因此,需求一种可在180-600秒内快速酶解糖化白蛋白、使酶解效率达到90%以上的方法,对于实现FAOD法测定GA含量显得尤为重要。
发明内容
本发明的目的是建立一种快速酶解糖化白蛋白的方法,该方法通过在含有低浓度蛋白酶和蛋白变性剂的酶解液中添加一定浓度的离子液体用于提高蛋白酶的活性和稳定性,实现在180-600秒内将糖化白蛋白快速酶解,特别适合FAOD法测定糖化白蛋白的方法学及测定试剂开发。
本发明采用如下技术方案:
本发明的快速酶解糖化白蛋白的方法的具体步骤如下:
(1)配制含有离子液体、蛋白变性剂、蛋白酶K、CaCl2、聚乙二醇6000、TritonX-100、叠氮钠的pH7.5-8.5Tris-HCl缓冲液;
(2)加入用HPLC法准确定值的糖化白蛋白样品液,在35-40℃水浴中反应180-600秒;
(3)向步骤(2)所得的溶液中加入EDTA·2Na溶液,终止酶解反应;
(4)用HPLC法测定步骤(3)所得溶液中糖化白蛋白浓度,计算糖化白蛋白酶解率。
步骤(1)中,所述的离子液体为1-丁基磺酸-3-甲基三氟甲磺酸盐。
步骤(1)中,所述的蛋白变性剂为十二烷基磺酸钠。
步骤(1)中,所述的pH7.5-8.5Tris-HCl缓冲液中Tris-HCl浓度为20-200mmol/L,含有的离子液体浓度为0.5-5g/L、蛋白变性剂浓度为5-25mmol/L、蛋白酶K浓度为5-15KU/L、CaCl2浓度为2-20mmol/L、聚乙二醇6000浓度为10-50g/L、TritonX-100浓度为0.5-10ml/L、叠氮钠为0.5-1.0g/L。
步骤(2)中,糖化白蛋白样品液的浓度CGA1为300-900μmol/L。
步骤(2)中,优选反应条件为在37℃水浴中反应180-600秒。
步骤(2)中,糖化白蛋白样品液体积VGA与Tris-HCl缓冲液体积VTris-HCl之比为VGA:VTris-HCl=5:240。

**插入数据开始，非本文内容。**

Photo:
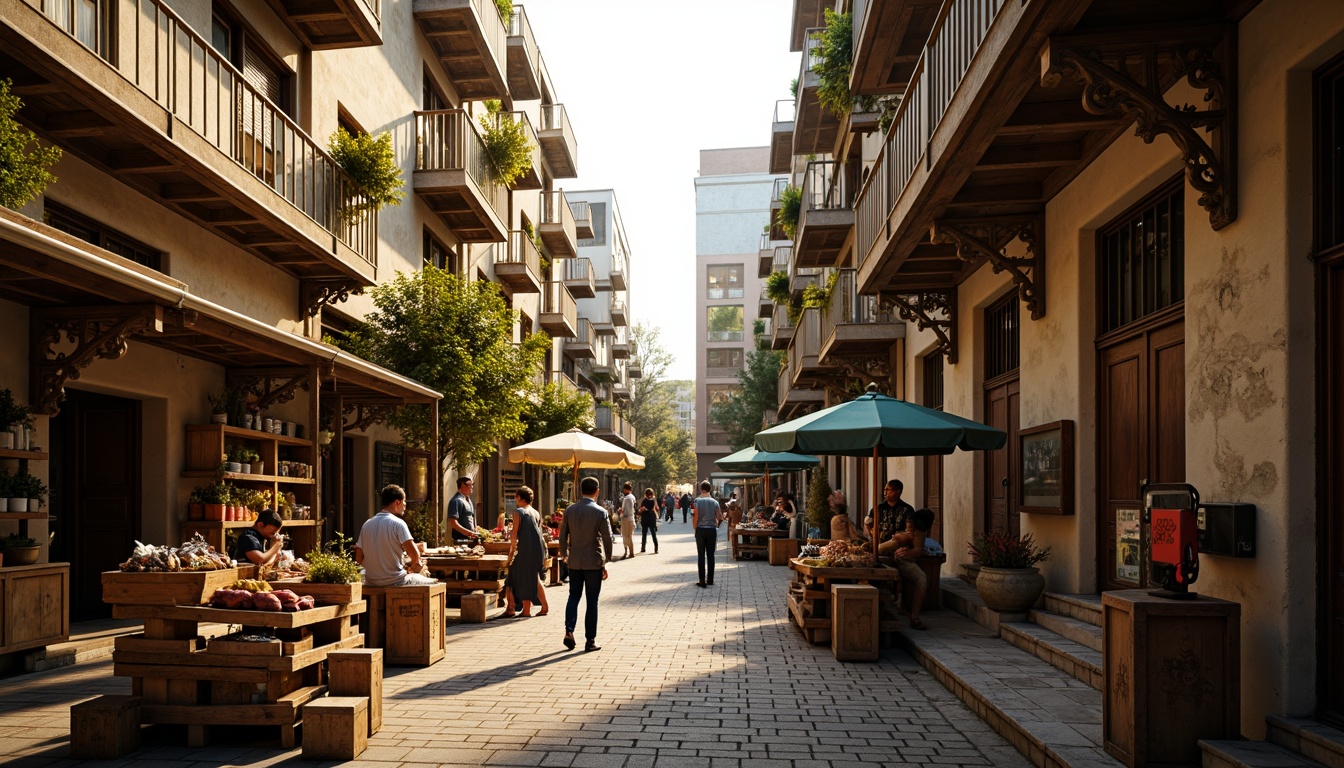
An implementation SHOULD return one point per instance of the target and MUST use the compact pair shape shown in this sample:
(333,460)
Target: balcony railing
(946,58)
(448,140)
(184,74)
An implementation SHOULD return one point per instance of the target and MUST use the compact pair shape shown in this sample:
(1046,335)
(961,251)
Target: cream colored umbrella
(575,448)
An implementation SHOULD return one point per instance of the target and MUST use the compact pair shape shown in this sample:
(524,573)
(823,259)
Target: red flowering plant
(1007,550)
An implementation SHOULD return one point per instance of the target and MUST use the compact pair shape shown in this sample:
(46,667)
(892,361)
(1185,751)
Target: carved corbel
(96,332)
(987,240)
(1110,88)
(930,311)
(317,293)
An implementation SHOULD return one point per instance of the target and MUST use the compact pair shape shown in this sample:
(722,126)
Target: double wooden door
(1140,436)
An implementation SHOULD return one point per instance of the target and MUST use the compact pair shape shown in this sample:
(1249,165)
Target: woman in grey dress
(527,557)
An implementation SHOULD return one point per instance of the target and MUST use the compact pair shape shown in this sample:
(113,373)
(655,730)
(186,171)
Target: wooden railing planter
(184,74)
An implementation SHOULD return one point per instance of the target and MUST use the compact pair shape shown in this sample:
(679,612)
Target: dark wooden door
(1001,466)
(1141,436)
(97,476)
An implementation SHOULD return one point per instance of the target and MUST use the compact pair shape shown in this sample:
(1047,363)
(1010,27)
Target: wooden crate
(854,622)
(164,588)
(1172,675)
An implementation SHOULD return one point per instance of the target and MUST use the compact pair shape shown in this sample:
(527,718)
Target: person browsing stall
(261,544)
(382,541)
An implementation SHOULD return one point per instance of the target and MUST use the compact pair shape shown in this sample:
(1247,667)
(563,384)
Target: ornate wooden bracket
(1207,62)
(317,293)
(987,240)
(930,311)
(96,332)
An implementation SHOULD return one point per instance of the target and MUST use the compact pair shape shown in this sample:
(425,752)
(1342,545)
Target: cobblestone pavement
(686,677)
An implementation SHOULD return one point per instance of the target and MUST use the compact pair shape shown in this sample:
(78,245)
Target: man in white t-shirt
(628,519)
(383,538)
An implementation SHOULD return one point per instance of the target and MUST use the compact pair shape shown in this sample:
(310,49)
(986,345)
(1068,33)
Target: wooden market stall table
(809,597)
(186,679)
(753,542)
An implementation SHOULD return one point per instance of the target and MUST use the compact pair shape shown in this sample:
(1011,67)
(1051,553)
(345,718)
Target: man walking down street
(628,521)
(707,518)
(586,544)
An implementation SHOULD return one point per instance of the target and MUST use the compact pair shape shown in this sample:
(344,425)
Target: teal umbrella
(878,425)
(756,460)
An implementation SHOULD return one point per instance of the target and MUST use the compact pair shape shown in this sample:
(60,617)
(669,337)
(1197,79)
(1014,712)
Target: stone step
(1311,739)
(1073,658)
(1082,607)
(1251,755)
(1081,632)
(1050,717)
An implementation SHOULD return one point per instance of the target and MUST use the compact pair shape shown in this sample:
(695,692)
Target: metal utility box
(1227,529)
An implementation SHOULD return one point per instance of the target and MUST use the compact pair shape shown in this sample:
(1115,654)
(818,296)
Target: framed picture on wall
(1047,468)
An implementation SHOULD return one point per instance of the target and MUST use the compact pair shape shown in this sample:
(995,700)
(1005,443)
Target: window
(101,236)
(725,358)
(725,281)
(1143,258)
(1001,346)
(726,323)
(86,20)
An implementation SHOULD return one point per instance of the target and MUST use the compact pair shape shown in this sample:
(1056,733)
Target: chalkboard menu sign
(389,466)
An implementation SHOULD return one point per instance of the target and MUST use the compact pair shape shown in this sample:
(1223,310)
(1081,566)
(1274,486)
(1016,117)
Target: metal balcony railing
(172,65)
(952,46)
(448,140)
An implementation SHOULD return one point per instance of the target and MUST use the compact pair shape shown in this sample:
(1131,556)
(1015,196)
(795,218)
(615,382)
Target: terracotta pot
(1010,589)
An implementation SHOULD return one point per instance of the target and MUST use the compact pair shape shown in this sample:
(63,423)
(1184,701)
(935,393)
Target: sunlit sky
(647,86)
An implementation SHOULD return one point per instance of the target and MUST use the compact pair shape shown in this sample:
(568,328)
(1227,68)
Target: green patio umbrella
(753,460)
(878,425)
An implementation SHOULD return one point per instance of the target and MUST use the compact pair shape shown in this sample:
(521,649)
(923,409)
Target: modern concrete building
(199,233)
(1155,307)
(731,214)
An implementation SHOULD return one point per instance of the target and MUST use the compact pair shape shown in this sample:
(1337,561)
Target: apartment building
(730,221)
(1114,225)
(199,234)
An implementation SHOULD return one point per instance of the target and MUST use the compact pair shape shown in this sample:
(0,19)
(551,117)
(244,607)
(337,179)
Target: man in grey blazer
(586,545)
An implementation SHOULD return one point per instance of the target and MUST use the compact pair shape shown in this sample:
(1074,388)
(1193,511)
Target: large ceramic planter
(1010,589)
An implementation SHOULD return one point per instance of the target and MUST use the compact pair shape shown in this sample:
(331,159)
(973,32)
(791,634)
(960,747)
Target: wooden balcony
(524,58)
(559,312)
(557,226)
(324,24)
(471,41)
(581,344)
(825,218)
(815,127)
(582,219)
(890,38)
(454,178)
(781,137)
(558,143)
(519,265)
(855,330)
(579,279)
(175,121)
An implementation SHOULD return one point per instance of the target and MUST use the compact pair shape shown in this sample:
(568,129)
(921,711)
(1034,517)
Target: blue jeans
(706,540)
(583,581)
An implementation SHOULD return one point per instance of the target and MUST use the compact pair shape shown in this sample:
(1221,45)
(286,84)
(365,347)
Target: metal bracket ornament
(987,240)
(317,293)
(930,311)
(97,332)
(1207,63)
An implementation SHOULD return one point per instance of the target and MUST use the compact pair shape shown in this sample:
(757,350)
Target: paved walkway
(686,677)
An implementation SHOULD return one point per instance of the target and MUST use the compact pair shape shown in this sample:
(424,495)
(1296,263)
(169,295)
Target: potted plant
(1008,580)
(20,550)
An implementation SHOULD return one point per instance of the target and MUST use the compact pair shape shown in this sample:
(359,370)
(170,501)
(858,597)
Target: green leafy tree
(742,413)
(555,409)
(835,50)
(457,338)
(23,172)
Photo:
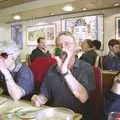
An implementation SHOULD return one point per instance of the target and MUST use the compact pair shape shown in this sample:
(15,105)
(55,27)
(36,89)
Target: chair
(39,68)
(96,97)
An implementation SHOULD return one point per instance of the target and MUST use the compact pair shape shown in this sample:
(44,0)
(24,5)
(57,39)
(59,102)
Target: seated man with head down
(16,79)
(69,82)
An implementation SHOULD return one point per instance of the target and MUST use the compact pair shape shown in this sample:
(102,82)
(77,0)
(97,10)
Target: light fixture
(68,8)
(84,9)
(17,17)
(116,4)
(51,13)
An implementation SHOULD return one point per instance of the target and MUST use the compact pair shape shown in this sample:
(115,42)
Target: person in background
(57,51)
(112,60)
(112,97)
(40,50)
(16,79)
(89,54)
(97,46)
(99,58)
(69,82)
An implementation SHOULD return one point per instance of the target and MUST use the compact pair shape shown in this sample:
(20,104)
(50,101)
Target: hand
(38,100)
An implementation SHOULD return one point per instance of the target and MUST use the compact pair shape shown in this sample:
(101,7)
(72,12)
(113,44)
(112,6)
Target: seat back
(96,97)
(39,68)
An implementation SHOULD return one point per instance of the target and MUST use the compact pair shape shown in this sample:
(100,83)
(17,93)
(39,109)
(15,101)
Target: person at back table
(16,79)
(89,54)
(69,82)
(40,50)
(112,60)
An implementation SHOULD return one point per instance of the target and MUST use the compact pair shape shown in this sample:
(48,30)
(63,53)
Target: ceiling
(10,3)
(31,9)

步骤(3)中,EDTA·2Na溶液浓度为200mmol/L。
步骤(3)中,EDTA·2Na的加入量VEDTA·2Na与步骤(2)中VGA、VTris-HCl的体积比为:VGA:VTris-HCl:VEDTA·2Na=5:240:60。
步骤(4)中,糖化白蛋白酶解率的计算公式为:糖化白蛋白酶解率(%)={CGA1-[CGA2×(VGA+VTris-HCl+VEDTA·2Na)/VGA]}/CGA1×100%;其中CGA1是步骤(2)中糖化白蛋白样品液的浓度,CGA2是步骤(4)中用HPLC法测定步骤(3)所得溶液中糖化白蛋白浓度,VGA是步骤(2)中的糖化白蛋白样品液体积,VTris-HCl是步骤(1)中的pH7.5-8.5Tris-HCl缓冲液体积,VEDTA·2Na是步骤(3)中EDTA·2Na溶液的体积。
本发明的积极效果如下:
本发明的快速酶解糖化白蛋白的方法具有方法简单、方便快捷、易于操作的优点,并且可在180-600秒内快速酶解糖化白蛋白、使酶解效率达到90%以上,特别适合FAOD法测定糖化白蛋白的方法学及测定试剂开发。
具体实施方式
下面结合实施例对本发明做进一步的说明,以下所述,仅是对本发明的较佳实施例而已,并非对本发明做其他形式的限制,任何熟悉本专业的技术人员可能利用上述揭示的技术内容加以变更为同等变化的等效实施例。凡是未脱离本发明方案内容,依据本发明的技术实质对以下实施例所做的任何简单修改或等同变化,均落在本发明的保护范围内。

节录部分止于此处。